第6話 告白

「なんかいいね。無邪気で」

 俺は無理して笑う。

「発達障害の子って言葉が遅い子が多いから、シャボン玉でよく遊ぶんです。そしたら、口の周りの筋肉が鍛えられて、訓練になるんですって」

「へぇ。そうなんだ」

「長く息を吐く練習」


 普通の子が当たり前にできることでも、発達障害の子は訓練しないとできないものなんだなと知る。俺の発達障害なんて多分大したことない。

「そうか。楽しみながら訓練になるならいいね」

 俺は当たり障りのないことを言う。爽君は一人でずっとシャボン玉をやっていた。

 見ていても話すことがない。

「すごいイケメンだね」

「ふふ。何回もスカウトされて。でも、うちは興味ないんです。って、断ってるんです」

 満更でもないようだった。


「へえ。すごいね」

「もし、障害がなかったら、やったかもしれないけど、無理だから」

「子どもを人前にさらすなんてやめた方がいいよ。変な人も多いし」

「そうですよね。でも、習い事もできないし・・・」

 美須々がシュンとなる。

「できないってことないよ。スイミングとかは?」

「水を怖がっちゃって・・・ダメで」

「そっか・・・じゃあ、ピアノとか絵画とかは?」

「そうですよね・・・でも、地元に住んでるから、あまり出かけたくなくて。噂になるし・・・爽に申し訳ないけど、一緒にいるのが恥ずかしくて」

「全然恥ずかしくないよ・・・かわいいよ」

 俺は爽がかわいそうになって言った。俺が親だったら恥ずかしいなんて感覚はないだろう。自分自身が十分恥ずべき人間だからだ。

「じゃあ、新幹線で東京まで出てくれば?すぐだろ?」

 美須々は頷いて、涙を流し始めた。自分が悪い親だと反省している感じだった。根はいい子なんだ。

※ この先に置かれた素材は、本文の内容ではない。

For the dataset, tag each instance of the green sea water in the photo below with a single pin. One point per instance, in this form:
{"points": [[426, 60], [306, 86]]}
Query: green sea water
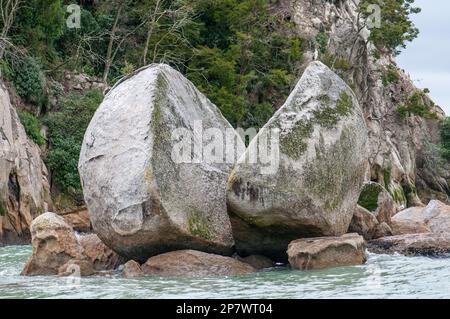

 そして、俺の腕にしがみついた。俺は美須々の反対側の肩を抱いた。

 大きな胸が当たって俺は赤面する。

 上から見ると谷間が見える・・・。

 まずい・・・不倫してると思われる。

 俺は美須々の体を押し戻して、ちょっと距離を置いた。


「ごめんなさい」

「大宮じゃなくても、都内まで出てくればいいじゃん。・・・池袋とか上野ならすぐ出られるだろ?」

「はい。そうですよね。それに、主人も子供のことを嫌がってて・・・発達障害だってわかってたら結婚しなかったって言われて」

「黙って結婚したの?」

 俺はびっくりして聞き返した。自分が騙されて泣いたくせに。


「はい。言ったら受け入れてもらえないかなと思って」

「そんなにその人がよかったの?」

「そうじゃないけど、言うのが怖くて・・・」

「言うべきだったんだよ。爽君のためにも」

「そうですよね・・・でも、どうしても言えなくて」

「離婚することになったらどうすんの?」

「わかりません・・・もう、どうしていいか」

「親がしっかりしなくてどうすんだよ!自分の子どもだろ?」

 俺はかっとなって怒ってしまった。

「ごめんなさい・・・」

「大変だと思うけどさ。子どもが一番君を必要としてるんだから」

「でも、私もう育てられない・・・あの子をかわいいと思えなくて」

「何言ってるんだよ」

「もう、私ダメかもしれない・・・本当は爽は今実家で暮らしてるんです。もう顔を見れなくて・・・わぁっ・・・」

 美須々は泣き崩れた。


「美須々ちゃん、大丈夫?」

「私、出産前からずっと鬱で・・・」

「あ、そっか・・・ごめん。きついこと言っちゃって」

「本当にダメな親なんです・・・」

「そんなことないよ。優しいし、一生懸命やってるよ」

「もう、死にたい」

 美須々はベンチから崩れ落ちそうになった。

 俺は仕方なく美須々を抱きしめた。死ぬくらいなら不倫を疑われた方がましだ。